Z animuszem piłkarze z Landeka w sobotni mecz wkroczyli, ale ze skutecznością długo byli „na bakier”. W 2. minucie po wzorowej akcji tylko w boczną siatkę uderzył Mateusz Skrobol, a niebawem swoje okazje mieli Szymon KubicaKamil Jaroś. Ten pierwszy główkował obok „wideł”, drugi szczęścia szukał strzałem z rzutu wolnego. Ofensywne dążenia Spójni zostały wynagrodzone na sam koniec pierwszej połowy. Marcin Habdas popędził skrzydłem, dokładnie zagrał wzdłuż bramki, a z bliska formalności dopełnił Mariusz Bojarski.
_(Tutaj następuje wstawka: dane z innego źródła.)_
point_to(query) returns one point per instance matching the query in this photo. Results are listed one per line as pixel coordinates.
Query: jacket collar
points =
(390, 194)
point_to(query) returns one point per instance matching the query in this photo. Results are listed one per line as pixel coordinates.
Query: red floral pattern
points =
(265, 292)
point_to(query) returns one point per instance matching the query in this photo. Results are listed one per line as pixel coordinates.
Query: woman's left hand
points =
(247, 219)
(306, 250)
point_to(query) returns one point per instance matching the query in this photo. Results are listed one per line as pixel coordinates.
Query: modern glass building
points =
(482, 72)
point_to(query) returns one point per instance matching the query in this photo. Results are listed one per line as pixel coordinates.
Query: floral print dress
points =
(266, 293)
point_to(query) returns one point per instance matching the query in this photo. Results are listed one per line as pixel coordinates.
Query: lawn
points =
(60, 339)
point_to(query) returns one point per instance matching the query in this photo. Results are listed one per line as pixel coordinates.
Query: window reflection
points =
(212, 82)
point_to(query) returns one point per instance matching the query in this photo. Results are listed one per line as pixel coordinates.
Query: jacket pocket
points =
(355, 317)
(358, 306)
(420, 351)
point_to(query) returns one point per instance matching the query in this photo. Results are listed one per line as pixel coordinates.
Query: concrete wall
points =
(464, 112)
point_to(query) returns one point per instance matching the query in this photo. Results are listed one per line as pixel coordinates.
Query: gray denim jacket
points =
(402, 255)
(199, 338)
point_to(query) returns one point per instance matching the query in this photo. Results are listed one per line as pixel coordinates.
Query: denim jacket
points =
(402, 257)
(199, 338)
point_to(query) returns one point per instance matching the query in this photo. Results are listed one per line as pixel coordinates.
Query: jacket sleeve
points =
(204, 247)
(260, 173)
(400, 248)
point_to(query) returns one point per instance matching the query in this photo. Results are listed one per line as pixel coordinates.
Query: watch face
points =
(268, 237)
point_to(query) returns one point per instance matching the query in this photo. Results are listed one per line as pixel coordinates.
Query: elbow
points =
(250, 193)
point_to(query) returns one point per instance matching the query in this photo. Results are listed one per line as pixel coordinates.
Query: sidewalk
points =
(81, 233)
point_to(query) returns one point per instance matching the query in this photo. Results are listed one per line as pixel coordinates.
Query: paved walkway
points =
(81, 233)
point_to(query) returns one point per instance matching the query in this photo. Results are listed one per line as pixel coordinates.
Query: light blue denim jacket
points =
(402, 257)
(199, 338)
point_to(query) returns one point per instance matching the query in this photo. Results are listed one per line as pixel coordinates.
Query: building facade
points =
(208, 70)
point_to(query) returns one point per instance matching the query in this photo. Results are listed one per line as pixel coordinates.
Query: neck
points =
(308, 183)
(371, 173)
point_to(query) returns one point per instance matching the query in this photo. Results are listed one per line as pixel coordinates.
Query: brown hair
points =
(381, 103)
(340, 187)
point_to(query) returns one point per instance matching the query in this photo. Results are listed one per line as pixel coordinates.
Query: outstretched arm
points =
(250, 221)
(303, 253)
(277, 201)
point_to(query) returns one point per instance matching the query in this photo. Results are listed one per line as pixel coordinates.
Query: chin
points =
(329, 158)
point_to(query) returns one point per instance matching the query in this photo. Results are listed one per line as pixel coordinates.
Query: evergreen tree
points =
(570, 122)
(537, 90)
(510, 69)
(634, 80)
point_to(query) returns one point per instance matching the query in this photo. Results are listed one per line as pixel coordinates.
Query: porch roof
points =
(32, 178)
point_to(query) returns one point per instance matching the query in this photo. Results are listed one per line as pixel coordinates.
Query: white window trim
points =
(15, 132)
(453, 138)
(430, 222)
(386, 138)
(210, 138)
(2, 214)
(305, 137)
Kibice gospodarzy mogli przypuszczać, że ich ulubieńcy po zmianie stron przeciwnika dobiją, tymczasem... – Strasznie się męczyliśmy. W niskim ustawieniu na swojej połowie oczekiwaliśmy na to, co zrobi rywal, próbując na miarę takich możliwości kontrować – przyznaje Krystian Odrobiński, szkoleniowiec landeczan.
 



Faworyt przy owych wypadach mógł rezultat poprawić de facto raz. W 70. minucie Skrobol skierował futbolówkę w kierunku Daniela Grymana, któremu zabrakło centymetrów, aby jej sięgnąć, czego następstwem byłby najpewniej gol pieczętujący sukces. A tak Spójnia drżeć musiała o losy potyczki, bo zespół z Czańca na dobre się rozkręcił. Na uwagę zasługuje uderzenie Filipa Handego z 75. minuty stemplujące słupek „świątyni” strzeżonej przez Łukasza Krzczuka. Groźnie było także przy szarżach Szymona Machalicy Damiana Oczko – w tych sytuacjach zabrakło tego, co kluczowe – strzałów.

Przewaga LKS-u z drugiej połowy nie przełożyła się zatem na rozdział punktów. I tego goście najbardziej żałowali po końcowym gwizdku sędziego. – Uważam, że Spójnia nie miałaby prawa narzekać, gdyby mecz skończył się remisem – skwitował opiekun czanieckiej drużyny Szymon Waligóra.